Food critics are a lot like record collectors: obsessive, picky and absolutely convinced our taste is better than yours (it is). So in honor of the best record-adjacent movie of all time, I’m going to pull a High Fidelity and turn this last column of 2018 into a top five list of the foods I ate this year. If you wish to debate, I’ll be organizing my horde of stolen menus in biographical order.


Everything at Canard

Okay, picking “everything” is cheating, but that doesn’t mean it’s not true. Canard has already been named restaurant of the year by every food outlet in town, and I’m not disputing it. I’ve eaten lots at Canard since it opened next to chef/owner Gabe Rucker’s flagship Le Pigeon, and everything I’ve tasted has been a real delight. The amount of hyperbole I can heap on Canard makes me feel a little like a Cathy cartoon: Little succulent steam burgers for $3 at happy hour! A toast dolloped in uni! French toast soaked in melted soft serve! Truffled wings! Ack!


French Onion Soup at Bistro Agnes

When I reviewed Bistro Agnes, the classic French restaurant from Ox chef/owners Gabrielle Quiñónez Denton and Greg Denton, I described their amazing French onion soup as being made from “the beefiest of beef stock.” I was SUPER WRONG. It’s made with roasted chicken stock. Doesn’t change my love for this perfect bowl of soup, with thyme croutons luxuriating in the broth underneath a metric ton of melted cave-aged gruyère. Paired with the city’s best Salade Lyonnaise, with escarole and frisée lettuces topped with bacon fat brioche croutons and a warm bacon vinaigrette, it’s a power lunch to die for.


Big Ass Soup at Stretch the Noodle

My only gripe about the beefy Sichuan soup at downtown cart Stretch the Noodle is that it’s so big, I can’t finish it without going into a serious carb coma, and I can’t save it because those handmade noodles get soggy. So I forge on, like a true winter soldier, and consume the entire heaping serving of five-spice broth filled with toothsome wheat noodles that co-owner Xuemei Simard stretches by hand every day. The secret is out on this amazing cart, so go outside peak lunch hours to avoid the wait.
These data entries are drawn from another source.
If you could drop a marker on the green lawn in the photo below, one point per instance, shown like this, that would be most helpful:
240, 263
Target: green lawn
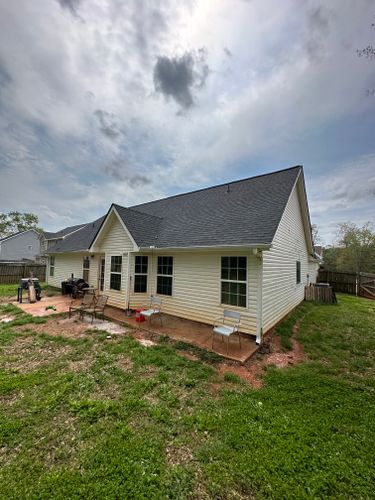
100, 418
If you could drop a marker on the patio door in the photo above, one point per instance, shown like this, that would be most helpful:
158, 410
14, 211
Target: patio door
101, 273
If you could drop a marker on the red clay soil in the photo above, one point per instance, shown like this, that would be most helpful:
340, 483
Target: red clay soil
251, 372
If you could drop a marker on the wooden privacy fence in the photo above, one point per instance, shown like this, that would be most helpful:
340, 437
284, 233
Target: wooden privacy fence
362, 284
12, 272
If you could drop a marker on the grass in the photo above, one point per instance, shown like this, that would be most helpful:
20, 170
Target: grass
95, 418
10, 290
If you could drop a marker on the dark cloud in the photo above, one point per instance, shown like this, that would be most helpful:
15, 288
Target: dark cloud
119, 170
71, 5
107, 124
178, 77
318, 26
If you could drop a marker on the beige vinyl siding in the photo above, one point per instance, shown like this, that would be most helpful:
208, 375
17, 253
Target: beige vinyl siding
67, 264
196, 292
114, 241
281, 293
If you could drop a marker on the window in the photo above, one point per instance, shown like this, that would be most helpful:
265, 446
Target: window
164, 276
86, 268
298, 271
52, 266
116, 265
140, 274
234, 281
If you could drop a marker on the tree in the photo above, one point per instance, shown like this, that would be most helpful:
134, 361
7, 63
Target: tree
14, 222
355, 249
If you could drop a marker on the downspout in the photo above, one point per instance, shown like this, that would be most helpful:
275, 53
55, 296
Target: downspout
259, 328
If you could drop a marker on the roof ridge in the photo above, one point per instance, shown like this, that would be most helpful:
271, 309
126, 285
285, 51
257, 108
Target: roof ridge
216, 186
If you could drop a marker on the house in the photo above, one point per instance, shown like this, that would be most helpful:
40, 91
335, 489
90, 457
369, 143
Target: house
244, 245
49, 239
24, 245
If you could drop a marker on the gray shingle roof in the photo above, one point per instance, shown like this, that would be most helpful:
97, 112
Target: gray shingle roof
245, 212
79, 240
143, 227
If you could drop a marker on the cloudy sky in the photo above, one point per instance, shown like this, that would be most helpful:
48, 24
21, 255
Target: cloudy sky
127, 101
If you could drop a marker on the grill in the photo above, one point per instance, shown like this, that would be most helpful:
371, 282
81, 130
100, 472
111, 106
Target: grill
73, 286
24, 285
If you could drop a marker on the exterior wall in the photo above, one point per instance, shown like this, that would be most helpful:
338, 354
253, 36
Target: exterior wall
114, 241
313, 268
281, 293
67, 264
17, 248
196, 289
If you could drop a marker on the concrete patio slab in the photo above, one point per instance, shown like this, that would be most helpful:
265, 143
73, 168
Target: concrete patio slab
179, 329
191, 332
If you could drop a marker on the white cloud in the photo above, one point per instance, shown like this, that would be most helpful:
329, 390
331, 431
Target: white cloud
346, 193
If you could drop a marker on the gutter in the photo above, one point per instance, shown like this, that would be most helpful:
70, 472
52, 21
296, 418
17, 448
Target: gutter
260, 246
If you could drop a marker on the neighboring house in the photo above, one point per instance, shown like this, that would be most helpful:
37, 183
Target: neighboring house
24, 245
244, 245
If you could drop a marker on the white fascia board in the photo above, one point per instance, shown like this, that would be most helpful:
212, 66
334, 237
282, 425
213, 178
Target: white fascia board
260, 246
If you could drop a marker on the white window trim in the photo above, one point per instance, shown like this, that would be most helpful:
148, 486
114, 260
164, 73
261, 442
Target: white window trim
141, 274
165, 275
222, 304
115, 272
85, 259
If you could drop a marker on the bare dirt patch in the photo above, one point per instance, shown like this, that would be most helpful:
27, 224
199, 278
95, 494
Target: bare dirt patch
73, 327
187, 355
6, 319
270, 354
124, 363
25, 355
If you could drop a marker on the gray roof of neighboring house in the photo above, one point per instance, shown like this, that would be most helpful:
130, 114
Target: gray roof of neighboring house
244, 212
16, 234
63, 232
78, 240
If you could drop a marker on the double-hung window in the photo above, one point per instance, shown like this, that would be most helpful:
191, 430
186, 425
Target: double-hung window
86, 268
164, 276
234, 281
52, 265
298, 272
140, 274
116, 267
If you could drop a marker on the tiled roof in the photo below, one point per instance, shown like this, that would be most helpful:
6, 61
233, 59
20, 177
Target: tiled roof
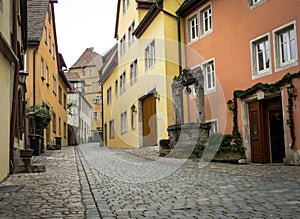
89, 58
37, 10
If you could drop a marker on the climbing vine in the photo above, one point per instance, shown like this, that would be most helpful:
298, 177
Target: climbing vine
267, 88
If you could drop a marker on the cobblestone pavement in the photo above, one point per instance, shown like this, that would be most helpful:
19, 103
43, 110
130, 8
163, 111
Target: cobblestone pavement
124, 185
55, 193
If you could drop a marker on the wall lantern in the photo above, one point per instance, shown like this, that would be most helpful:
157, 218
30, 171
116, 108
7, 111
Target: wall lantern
187, 90
157, 95
291, 90
133, 108
22, 76
230, 105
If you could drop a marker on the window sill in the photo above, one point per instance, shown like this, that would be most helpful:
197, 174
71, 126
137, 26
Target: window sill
256, 75
286, 66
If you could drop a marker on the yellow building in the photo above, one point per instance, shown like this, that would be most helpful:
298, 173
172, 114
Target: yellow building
12, 45
137, 95
87, 67
47, 84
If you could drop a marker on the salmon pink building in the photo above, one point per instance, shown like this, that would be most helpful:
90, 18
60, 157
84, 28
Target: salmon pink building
248, 51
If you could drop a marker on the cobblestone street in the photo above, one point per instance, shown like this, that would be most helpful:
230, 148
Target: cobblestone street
137, 183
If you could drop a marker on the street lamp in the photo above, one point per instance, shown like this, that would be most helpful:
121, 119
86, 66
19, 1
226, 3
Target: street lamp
22, 76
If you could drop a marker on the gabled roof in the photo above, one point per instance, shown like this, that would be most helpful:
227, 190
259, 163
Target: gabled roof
141, 4
188, 6
37, 10
110, 64
89, 58
149, 17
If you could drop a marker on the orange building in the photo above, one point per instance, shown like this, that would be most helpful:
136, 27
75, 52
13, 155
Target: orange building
248, 51
87, 67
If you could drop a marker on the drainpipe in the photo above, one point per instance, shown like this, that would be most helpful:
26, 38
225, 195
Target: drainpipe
15, 84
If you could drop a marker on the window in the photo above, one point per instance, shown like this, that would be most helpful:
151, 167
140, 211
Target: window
261, 62
97, 100
123, 83
90, 72
124, 122
130, 35
53, 51
209, 74
193, 28
286, 52
95, 115
122, 45
54, 85
95, 85
206, 20
42, 68
213, 127
133, 119
65, 130
109, 96
59, 126
254, 3
65, 101
45, 35
116, 88
47, 75
133, 73
54, 122
111, 129
59, 94
150, 58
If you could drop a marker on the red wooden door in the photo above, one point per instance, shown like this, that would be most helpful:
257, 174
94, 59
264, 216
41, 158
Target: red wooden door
149, 121
260, 149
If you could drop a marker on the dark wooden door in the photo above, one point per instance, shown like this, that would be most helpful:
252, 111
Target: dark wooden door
149, 121
260, 149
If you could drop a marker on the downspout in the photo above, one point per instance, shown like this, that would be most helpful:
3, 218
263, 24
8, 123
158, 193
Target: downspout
15, 84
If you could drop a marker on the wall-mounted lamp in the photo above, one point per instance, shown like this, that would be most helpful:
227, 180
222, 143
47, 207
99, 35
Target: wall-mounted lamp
187, 90
157, 95
22, 76
230, 105
291, 90
133, 108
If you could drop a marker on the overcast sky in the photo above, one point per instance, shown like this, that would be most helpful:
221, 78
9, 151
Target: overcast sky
84, 24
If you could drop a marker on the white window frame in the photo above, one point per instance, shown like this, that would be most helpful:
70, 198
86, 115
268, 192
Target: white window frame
42, 68
95, 115
193, 28
108, 96
130, 34
133, 72
123, 45
123, 83
279, 66
203, 66
124, 122
215, 124
112, 129
255, 3
150, 55
203, 10
256, 73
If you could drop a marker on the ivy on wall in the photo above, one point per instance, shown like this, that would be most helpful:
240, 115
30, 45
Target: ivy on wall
267, 88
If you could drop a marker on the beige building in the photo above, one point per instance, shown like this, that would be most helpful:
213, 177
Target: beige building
87, 67
12, 47
47, 84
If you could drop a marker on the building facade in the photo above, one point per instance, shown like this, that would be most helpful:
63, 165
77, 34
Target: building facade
79, 109
136, 96
13, 37
47, 84
87, 67
249, 54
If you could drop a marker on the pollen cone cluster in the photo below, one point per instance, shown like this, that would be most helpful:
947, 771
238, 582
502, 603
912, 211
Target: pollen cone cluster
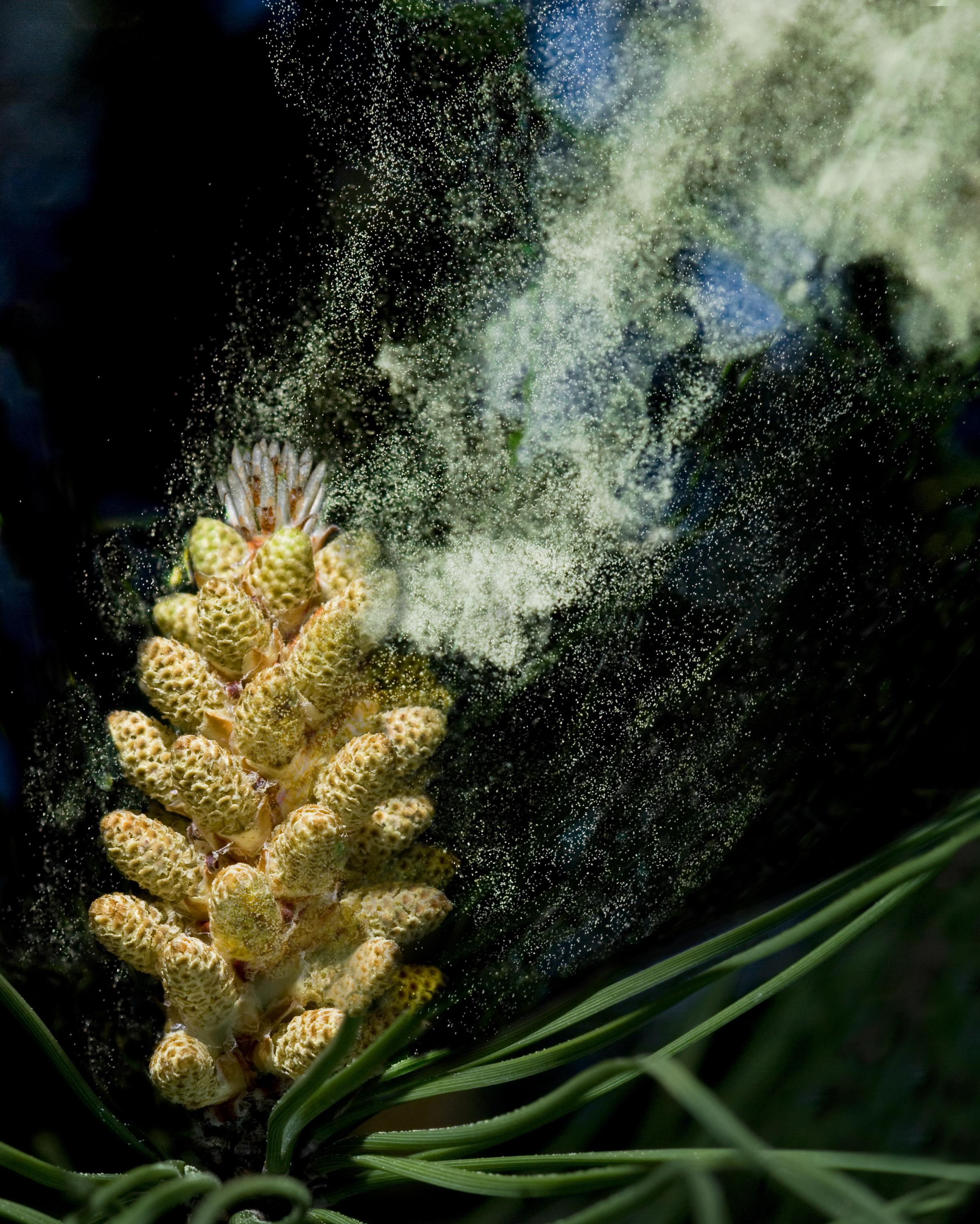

Burgers and Wine at OK Omens

In late summer, I sat on the patio of the new sister restaurant to Castagna, and as the light faded and bees buzzed in the kitchen garden’s lavender, I sipped a delightful natural wine and absolutely fucking hosed this burger. It’s a 4.5-ounce beef patty topped with zucchini pickles, caramelized AND raw white onions, crisp iceberg lettuce, white Tillamook cheese AND American cheese, and a burger sauce made with smoked beef fat, all on a Grand Central potato bun. Beef tallow fries come on the side. Order it with anything from the staff picks section of the wine list and thank me later.


All the Squash at Oui! Wine Bar + Restaurant

I don’t think any chef has had a better year than Althea Grey Potter. With the revamping of her (still tiny) kitchen inside the Southeast Wine Collective and the creation of a five-course, $39-per-person, family-style dinner, her cooking has exploded into one of my top five favorite meals this year. There’s no kitchen hood to allow for grilling and no massive stoves for cooking, but her wine-friendly food doesn’t suffer for it. Globe-trotting influences like a cacio e pepe risotto and roasted delicata squash with harissa and roasted chickpeas, and a half-baked chocolate chip cookie served warm in cast iron with cocoa nib honeycomb keep me coming back for more.